The reconstruction of a three-dimensional flame structure mainly includes multi-view measurement and unidirectional optical path measurement methods. As for the former, the number of cameras needs to be increased for the spatial resolution improvement of test results. However, it is not suitable for reconstructing a three-dimensional flame field in a burner due to the constraint of limited test space, which refers to the light occlusion by the burner wall. On the contrary, the latter is immune to testable space limitations and has remarkable advantages in diagnosing a three-dimensional flame structure by means of tomography based on light field imaging. Traditional light field imaging is achieved with the aid of a liquid zoom lens or a micro-lens array, which can reconstruct the three-dimensional field by refocusing different objects from one projection. The focused surface of the liquid lens can be changed easily by adjusting the voltage, which is helpful to get refocused images. But the temporal resolution of this operation is so insufficient that it is not applicable to highly dynamic flames. The position and direction information of a three-dimensional flame field can also be reconstructed by acquiring refocused images with a micro-lens array. However, the existing light field imaging method based on a micro-lens array processes images by data calculation, which leads to the compatible problem of temporal and spatial resolution. Therefore, it is not applicable to a highly dynamic flame environment with temporal-spatial heterogeneity. It is necessary to establish a three-dimensional reconstruction method with high temporal and spatial resolution for dynamic flame.

In this paper, the multi-camera common-optical-path imaging method is proposed to characterize the temporal and spatial resolution characteristics of flame by tomography. In the optical imaging path structure, cascaded optical splitters are used to allocate light energy to different detection channels, and cameras are placed at each detection channel for light collection. By a synchronous controller, cameras are driven to focus on different sections of the transient flame at the same time. On the basis of Fourier optics theory, the defocused mapping relationship between a spatial object and an image of the optical tomography system is established by convolution, and the spontaneous emission characteristics at different sections of flame are numerically analyzed by the deconvolution algorithm. When light radiation passes from the interior to the surface of flame, light attenuation properties corresponding to the divided flame sections are different. The attenuated light intensity needs to be further compensated for each section. Here, the attenuation is calculated by comparing the recorded image of a light spot passing through flame with that when only a light spot is present. According to the distance between each focused section and the flame edge along the main optical axis of the imaging system, different energy compensation on tomographic images is carried out to obtain the real radiation characteristics of each section.

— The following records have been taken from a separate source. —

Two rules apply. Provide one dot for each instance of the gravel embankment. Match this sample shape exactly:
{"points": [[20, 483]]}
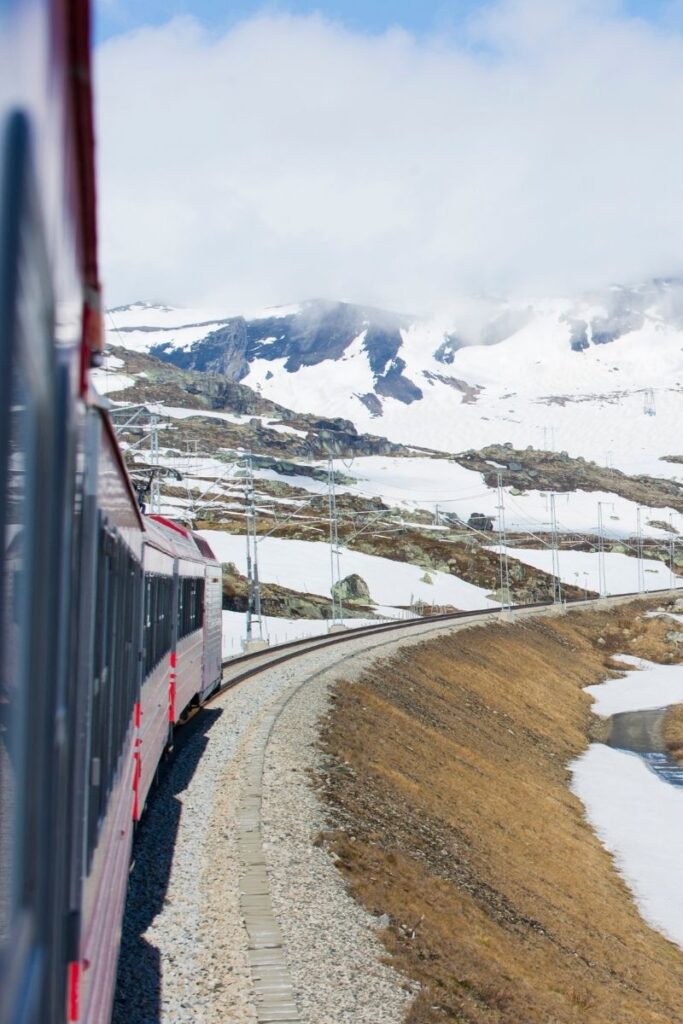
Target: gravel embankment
{"points": [[184, 956]]}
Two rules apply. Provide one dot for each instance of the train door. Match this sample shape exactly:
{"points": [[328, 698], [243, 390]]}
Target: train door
{"points": [[33, 734]]}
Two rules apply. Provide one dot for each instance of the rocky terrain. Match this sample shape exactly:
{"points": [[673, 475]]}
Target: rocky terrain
{"points": [[451, 821]]}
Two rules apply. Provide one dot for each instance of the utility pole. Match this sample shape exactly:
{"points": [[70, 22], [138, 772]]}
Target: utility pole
{"points": [[602, 576], [335, 568], [639, 551], [155, 488], [555, 548], [253, 586], [506, 602]]}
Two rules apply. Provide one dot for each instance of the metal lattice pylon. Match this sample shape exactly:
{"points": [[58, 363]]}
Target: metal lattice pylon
{"points": [[335, 565]]}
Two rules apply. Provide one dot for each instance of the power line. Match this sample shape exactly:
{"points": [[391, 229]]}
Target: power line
{"points": [[506, 602]]}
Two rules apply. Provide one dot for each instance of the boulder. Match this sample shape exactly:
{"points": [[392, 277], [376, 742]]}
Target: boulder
{"points": [[352, 590]]}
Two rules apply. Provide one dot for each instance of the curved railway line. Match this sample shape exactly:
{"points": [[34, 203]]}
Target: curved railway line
{"points": [[244, 667], [244, 855]]}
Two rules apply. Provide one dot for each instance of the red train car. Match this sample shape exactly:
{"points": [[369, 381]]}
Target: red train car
{"points": [[110, 624]]}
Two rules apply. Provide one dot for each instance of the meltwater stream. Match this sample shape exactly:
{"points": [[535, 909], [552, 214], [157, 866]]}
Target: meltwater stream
{"points": [[632, 790], [640, 732]]}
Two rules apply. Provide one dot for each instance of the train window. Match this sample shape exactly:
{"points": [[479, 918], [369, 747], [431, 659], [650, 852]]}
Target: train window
{"points": [[190, 608], [12, 669], [115, 672], [158, 620], [27, 377]]}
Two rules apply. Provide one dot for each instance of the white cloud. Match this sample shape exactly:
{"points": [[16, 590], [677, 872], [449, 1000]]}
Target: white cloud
{"points": [[290, 158]]}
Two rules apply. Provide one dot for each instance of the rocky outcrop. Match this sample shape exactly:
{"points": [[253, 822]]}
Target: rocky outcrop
{"points": [[352, 590], [222, 351], [537, 470], [285, 603]]}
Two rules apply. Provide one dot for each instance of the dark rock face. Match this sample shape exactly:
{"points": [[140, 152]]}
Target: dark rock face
{"points": [[352, 589], [607, 329], [382, 347], [446, 350], [579, 334], [393, 384], [222, 351], [319, 331], [372, 403]]}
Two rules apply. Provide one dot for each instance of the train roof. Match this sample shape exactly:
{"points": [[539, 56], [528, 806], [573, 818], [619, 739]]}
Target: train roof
{"points": [[176, 540]]}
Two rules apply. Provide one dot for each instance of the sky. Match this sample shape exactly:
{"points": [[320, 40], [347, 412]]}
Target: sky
{"points": [[398, 154]]}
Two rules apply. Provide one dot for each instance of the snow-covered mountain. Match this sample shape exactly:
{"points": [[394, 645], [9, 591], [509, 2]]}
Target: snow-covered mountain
{"points": [[600, 377]]}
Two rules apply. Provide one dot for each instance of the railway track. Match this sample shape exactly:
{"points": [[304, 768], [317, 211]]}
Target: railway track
{"points": [[223, 878]]}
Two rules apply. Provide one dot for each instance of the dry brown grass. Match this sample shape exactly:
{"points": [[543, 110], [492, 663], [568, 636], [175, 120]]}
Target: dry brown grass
{"points": [[449, 793], [673, 731]]}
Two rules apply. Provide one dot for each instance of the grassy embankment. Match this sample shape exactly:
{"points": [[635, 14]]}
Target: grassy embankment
{"points": [[452, 813]]}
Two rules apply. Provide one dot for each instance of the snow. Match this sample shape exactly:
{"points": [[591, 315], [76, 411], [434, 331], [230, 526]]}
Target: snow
{"points": [[648, 686], [581, 568], [639, 818], [304, 566], [105, 382], [637, 815], [536, 390]]}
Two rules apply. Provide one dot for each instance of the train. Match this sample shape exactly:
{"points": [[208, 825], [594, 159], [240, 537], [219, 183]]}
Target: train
{"points": [[110, 619]]}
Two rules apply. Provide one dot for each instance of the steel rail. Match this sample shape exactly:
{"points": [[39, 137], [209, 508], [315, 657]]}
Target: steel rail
{"points": [[271, 656]]}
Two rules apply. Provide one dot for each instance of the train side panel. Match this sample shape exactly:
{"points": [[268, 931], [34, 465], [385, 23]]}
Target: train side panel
{"points": [[187, 660], [155, 696], [111, 677], [213, 629]]}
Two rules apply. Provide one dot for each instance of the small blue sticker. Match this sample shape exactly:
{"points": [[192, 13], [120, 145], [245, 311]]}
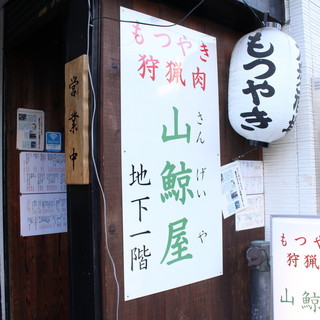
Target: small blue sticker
{"points": [[53, 141]]}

The results show that the focused images of different flame sections can be captured by different cameras simultaneously and independently (Fig. 9), which improves the temporal resolution greatly and realizes the high spatial resolution test of dynamic flame at the same time. The performance of the tomographic imaging system is verified by reconstructing the three-dimensional combustion flame of carbon oxides and propane-butane mixed combustion flame. The spatial evolution characteristics of flame are analyzed by observing different sections of flame at the same time (Fig. 12 and Fig. 15), and the temporal evolution characteristics of flame can be analyzed by comparing the changes of gray values at different time in the same position (Fig. 13 and Fig. 16). The reconstructed flame structure is unevenly distributed in space, and the section near the flame center is brighter than that at the edge. The flame varies quickly in a short time, which is consistent with the temporal and spatial resolution characteristics of flame. In addition, combustion is also related to the contact area between flame and air as well as the spatial distribution of fuel. For the combustion of carbon oxides, the flame is brighter where the fuel gathers (Fig. 11), and the propane-butane mixed combustion flame is brighter where the air contact area is larger (Fig. 14). This difference is because fuels used in these two experiments are solid and gas, respectively. The flame brightness distribution of solid fuel combustion depends on the spatial distribution of the fuel, while that of gas fuel combustion is related to the contact area with air.

This paper proposes a method of multi-camera common-optical-path flame tomography using cascaded optical splitters based on unidirectional optical path projection. It is verified that the proposed method can reconstruct a three-dimensional flame structure effectively by the tomography of the combustion flame of carbon oxides and propane-butane mixed combustion flame. Compared with the light field tomography method based on a micro-lens array, the method in this paper has improved compatibility between time and space detection, which can be used to diagnose the temporal and spatial evolution characteristics of dynamic combustion flame structure. The proposed system can be potentially applied to a more highly dynamic and unevenly distributed combustion field environment by improving camera configuration.